Bowers’ attorneys have argued that he has schizophrenia, a serious brain disorder whose symptoms include delusions and hallucinations, and that Bowers attacked the synagogue out of a delusional belief that Jews were helping to bring about a genocide of white people by coming to the aid of refugees and immigrants.
In order to impose death, jurors must find that aggravating circumstances, which make the crime especially heinous, outweigh mitigating factors that could be seen as diminishing his culpability. Those aggravating circumstances could include the vulnerability of Bowers’ elderly and disabled victims and his targeting of Jewish people.

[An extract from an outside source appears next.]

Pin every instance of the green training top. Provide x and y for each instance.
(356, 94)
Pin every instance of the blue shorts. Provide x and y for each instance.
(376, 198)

Olshan, who began his presentation Monday by playing a composite of 911 calls made from inside the synagogue, said Bowers had taken “11 people, 11 full lives, 11 people who loved their families, 11 people who loved their friends, 11 people who were loved. … How do you measure the impact of all of that loss?”
The prosecutor spoke about 75-year-old Joyce Fienberg’s care for her family and 65-year-old Richard Gottfried’s devotion to his faith. He said Dr. Jerry Rabinowitz, 66, had the ethos of a country doctor: “He loved delivering babies but he never delivered judgment.” David Rosenthal, 54, and Cecil Rosenthal, 59, intellectually disabled brothers, “loved life,” Olshan said. “But maybe more than anything, they loved Tree of Life.”
The other deceased victims were Rose Mallinger, 97; Bernice Simon, 84, and her husband, Sylvan Simon, 86; Dan Stein, 71; Melvin Wax, 87; and Irving Younger, 69.
The attack also wounded seven people, including five responding police officers. Bowers was shot three times before surrendering when he ran out of ammunition.